The Wolf of Wall Street opens with the nicknamed titular character (played with ferocious energy by Leonardo DiCaprio) brazenly showing off his unrivaled goods, from his “Miami Vice” white Lamborghini to his trophy Barbie doll wife (currently happily servicing him as he recklessly speeds down the street) to his lavish million-dollar mansion. One can’t help but recall that it familiarly mirrors James Franco’s “look at my shit” speech in this year’s Spring Breakers, which itself was a blatant nod to the self-congratulatory, yet insecure exclamations made by Jay Gatsby (interestingly enough, also brought to life on celluloid by DiCaprio this year). It seems the plight of the outsider (or immigrant, one might further note) who has illegally conned his way into society’s upper classes has been repeatedly explored on film this year. From the aforementioned characters to Christian Bale’s Irving Rosenfeld in American Hustle, the struggles of the outsider have never been so prominently explored in any cinematic year. Yet it is Scorsese’s return to form that intoxicates the viewer and juicily makes one fully comprehend the hunger of the wolf/outsider to secure one’s place among the upper set.

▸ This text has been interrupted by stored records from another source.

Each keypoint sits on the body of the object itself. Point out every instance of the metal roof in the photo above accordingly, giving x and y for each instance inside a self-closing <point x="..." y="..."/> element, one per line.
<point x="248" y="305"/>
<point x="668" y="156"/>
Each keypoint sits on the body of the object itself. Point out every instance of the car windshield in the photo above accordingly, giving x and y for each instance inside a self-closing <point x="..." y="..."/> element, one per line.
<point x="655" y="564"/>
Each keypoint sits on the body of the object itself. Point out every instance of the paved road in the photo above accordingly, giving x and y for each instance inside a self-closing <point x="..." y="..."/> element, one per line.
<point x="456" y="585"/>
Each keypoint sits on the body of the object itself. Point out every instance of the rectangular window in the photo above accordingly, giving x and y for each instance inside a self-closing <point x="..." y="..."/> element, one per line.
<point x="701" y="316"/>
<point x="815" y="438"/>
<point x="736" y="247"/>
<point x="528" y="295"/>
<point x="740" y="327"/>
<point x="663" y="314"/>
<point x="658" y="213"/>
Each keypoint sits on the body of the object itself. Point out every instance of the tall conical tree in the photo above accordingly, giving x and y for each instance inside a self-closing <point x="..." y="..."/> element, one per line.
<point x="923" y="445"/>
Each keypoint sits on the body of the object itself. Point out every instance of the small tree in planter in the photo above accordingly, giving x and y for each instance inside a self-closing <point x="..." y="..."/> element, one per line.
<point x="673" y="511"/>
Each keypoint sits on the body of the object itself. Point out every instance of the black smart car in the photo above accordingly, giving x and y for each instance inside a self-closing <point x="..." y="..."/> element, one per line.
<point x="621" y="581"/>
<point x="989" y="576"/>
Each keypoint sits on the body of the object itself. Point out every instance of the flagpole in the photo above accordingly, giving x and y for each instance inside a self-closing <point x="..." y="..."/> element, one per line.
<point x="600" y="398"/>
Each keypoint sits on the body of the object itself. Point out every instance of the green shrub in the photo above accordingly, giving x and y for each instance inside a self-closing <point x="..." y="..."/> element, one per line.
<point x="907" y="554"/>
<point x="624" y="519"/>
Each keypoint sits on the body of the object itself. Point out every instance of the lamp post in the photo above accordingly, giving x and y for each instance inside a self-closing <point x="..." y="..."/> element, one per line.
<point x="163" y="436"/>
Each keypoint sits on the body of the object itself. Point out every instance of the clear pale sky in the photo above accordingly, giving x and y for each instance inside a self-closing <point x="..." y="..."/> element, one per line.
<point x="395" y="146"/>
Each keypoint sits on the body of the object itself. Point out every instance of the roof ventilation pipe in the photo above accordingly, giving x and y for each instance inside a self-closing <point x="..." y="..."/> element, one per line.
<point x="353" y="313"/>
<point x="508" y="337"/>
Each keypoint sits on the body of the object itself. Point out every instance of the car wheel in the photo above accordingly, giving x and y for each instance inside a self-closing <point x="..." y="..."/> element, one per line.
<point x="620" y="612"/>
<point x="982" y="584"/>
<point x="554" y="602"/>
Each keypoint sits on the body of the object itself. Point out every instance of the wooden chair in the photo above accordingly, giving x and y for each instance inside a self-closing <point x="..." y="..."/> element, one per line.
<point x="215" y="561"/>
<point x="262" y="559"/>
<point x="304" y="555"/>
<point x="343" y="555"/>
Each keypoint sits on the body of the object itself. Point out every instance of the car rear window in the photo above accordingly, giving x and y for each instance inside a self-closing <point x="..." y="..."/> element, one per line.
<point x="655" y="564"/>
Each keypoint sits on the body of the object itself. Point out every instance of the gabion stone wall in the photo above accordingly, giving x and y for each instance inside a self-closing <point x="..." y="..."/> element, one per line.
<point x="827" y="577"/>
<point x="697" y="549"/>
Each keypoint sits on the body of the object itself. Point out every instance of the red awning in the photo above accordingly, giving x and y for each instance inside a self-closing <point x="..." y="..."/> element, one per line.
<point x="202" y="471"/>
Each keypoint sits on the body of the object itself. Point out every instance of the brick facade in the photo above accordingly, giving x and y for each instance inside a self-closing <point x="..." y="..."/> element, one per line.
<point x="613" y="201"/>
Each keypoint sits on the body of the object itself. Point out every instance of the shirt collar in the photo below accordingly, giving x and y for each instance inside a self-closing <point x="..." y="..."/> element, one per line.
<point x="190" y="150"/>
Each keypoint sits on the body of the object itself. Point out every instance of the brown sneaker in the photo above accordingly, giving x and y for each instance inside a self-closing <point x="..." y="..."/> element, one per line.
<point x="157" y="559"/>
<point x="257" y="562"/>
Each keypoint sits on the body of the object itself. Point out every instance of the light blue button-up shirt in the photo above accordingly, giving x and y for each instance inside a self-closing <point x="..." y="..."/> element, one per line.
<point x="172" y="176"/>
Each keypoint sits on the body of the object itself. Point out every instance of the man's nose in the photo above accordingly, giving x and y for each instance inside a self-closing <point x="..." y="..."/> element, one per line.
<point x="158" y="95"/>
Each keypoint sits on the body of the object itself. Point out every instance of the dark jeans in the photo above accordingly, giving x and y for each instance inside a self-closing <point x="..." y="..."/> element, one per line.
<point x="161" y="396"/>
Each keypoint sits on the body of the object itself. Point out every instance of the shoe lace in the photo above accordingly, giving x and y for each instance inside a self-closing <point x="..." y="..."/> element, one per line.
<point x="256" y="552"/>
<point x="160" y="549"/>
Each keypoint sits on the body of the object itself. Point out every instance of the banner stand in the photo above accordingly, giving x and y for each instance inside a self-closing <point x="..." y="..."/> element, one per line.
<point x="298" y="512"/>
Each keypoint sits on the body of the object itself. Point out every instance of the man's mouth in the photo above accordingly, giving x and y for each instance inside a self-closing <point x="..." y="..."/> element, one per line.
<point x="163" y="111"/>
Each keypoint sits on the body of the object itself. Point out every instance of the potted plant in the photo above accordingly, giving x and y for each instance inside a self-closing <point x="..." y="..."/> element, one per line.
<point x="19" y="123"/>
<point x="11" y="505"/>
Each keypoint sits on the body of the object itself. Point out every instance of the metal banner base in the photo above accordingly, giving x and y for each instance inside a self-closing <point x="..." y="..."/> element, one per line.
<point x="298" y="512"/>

At the outset of the film Jordan Belfort (DiCaprio) is a small-time salesman with large ambitions. With his honest worldview, supportive wife (Cristin Milioti, in a laughable Cher wig and dowdy outfits), and cheap suits, he clearly does not belong in the big leagues on Wall Street. However a chance encounter at a swindling penny-stock boiler room (anchored by a hilarious cameo by director Spike Jonze) and a life altering chest-thumping speech by mentor Mark Hanna (Matthew McConaughey, still maintaing his gaunt Dallas Buyers Club image but easily stealing the movie in his limited screen time) quickly transforms Jordan into a ravenous embodiment of every man’s id. He ditches his understanding wife in favour of the drop-dead gorgeous blonde Naomi (Margot Robbie) and begins brokerage firm Stratton Oakmont with his steadfast Sancho Panza-like Donnie Azoff (Jonah Hill). In one sure-to-be buzzed-about scene, Jordan and Donnie take a number of valuable Quaaludes and hilariously go through the stages of being rip roaringly high. Soon enough, though, his appetites for drugs, prostitutes, and all things extravagant and materialistic take a tailspin crashing dive, after he is captured by FBI inspector Patrick Denham (Kyle Chandler).

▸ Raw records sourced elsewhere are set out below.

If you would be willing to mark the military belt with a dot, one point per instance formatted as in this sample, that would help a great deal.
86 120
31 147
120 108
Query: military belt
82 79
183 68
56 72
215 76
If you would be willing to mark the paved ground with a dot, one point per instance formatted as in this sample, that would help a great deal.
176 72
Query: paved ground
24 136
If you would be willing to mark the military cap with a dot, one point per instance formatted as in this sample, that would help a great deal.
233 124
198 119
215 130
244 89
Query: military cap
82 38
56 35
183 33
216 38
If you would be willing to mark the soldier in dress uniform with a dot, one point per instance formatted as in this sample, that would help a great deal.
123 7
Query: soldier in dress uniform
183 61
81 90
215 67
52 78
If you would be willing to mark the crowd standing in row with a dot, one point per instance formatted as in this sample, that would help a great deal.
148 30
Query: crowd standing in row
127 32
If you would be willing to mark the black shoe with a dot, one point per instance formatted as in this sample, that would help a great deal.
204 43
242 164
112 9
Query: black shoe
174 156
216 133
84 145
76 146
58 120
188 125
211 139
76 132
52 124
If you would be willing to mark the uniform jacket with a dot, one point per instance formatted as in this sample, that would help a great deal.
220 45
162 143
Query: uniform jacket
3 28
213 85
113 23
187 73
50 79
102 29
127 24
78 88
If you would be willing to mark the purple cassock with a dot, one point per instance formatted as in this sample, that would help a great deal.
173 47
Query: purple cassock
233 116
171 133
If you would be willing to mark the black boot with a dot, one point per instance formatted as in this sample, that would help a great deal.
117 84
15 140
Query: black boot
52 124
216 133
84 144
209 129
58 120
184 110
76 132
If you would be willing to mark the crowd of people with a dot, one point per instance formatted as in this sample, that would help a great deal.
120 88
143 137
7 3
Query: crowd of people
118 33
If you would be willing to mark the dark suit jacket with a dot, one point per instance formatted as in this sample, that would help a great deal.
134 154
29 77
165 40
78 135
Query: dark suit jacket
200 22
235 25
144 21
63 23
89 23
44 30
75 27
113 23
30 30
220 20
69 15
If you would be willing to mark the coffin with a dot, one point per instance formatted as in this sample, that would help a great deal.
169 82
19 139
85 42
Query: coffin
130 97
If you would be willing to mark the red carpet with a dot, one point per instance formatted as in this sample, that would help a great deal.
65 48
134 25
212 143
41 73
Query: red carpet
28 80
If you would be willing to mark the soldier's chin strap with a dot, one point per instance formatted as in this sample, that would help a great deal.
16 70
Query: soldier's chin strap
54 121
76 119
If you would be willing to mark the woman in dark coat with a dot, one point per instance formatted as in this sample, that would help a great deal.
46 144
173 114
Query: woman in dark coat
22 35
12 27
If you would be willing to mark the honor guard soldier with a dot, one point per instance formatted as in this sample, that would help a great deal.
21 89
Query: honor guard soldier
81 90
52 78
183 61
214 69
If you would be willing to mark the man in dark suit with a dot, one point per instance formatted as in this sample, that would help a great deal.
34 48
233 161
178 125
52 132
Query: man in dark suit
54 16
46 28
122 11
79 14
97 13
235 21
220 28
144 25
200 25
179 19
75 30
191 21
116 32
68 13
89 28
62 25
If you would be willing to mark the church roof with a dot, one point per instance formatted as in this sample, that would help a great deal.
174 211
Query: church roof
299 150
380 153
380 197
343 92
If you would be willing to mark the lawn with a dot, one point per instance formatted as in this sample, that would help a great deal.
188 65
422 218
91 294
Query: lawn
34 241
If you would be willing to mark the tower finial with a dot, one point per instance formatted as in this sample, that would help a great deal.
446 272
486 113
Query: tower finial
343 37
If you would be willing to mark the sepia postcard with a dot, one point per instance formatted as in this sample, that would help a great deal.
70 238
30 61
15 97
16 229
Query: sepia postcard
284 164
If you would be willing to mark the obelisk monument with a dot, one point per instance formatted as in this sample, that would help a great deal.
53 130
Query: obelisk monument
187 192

Following up his film adaptation of Hugo, Scorsese and screenwriter Terence Winter (Boardwalk Empire) have once again faithfully adapted a beloved book and brought it brilliantly to life (almost scene-for-scene in this particular case). At the ripe age of 71 it is remarkable that Scorsese is still churning out vivacious films like Wolf of Wall Street. With its addictive wild energy and saucy use of sex and nudity, one can even say that this is his septuagenarian life crisis film. If this were not his fifth collaboration with star Leonardo DiCaprio, one may even go further as to say that this is stunt casting, as the film often mirrors DiCaprio’s own personal “pussy posse” lifestyle. The film not only celebrates, but actively champions the use and abuse of women, which perhaps is a complaint of the inner workings of Wall Street, and not just the film itself. It seems in order to be successful one must embrace your inner Tarzan and swing for the top as hard and fast as you can.
Should You See It?
The film is sure to get word-of-mouth from males of all ages eager to wag their tongues (like the popular bug-eyed cartoon wolf) at the repeated scenes of nubile naked women performing innumerable sexual acts. Film fans and Scorsese enthusiasts are bound to find much to enjoy here as well.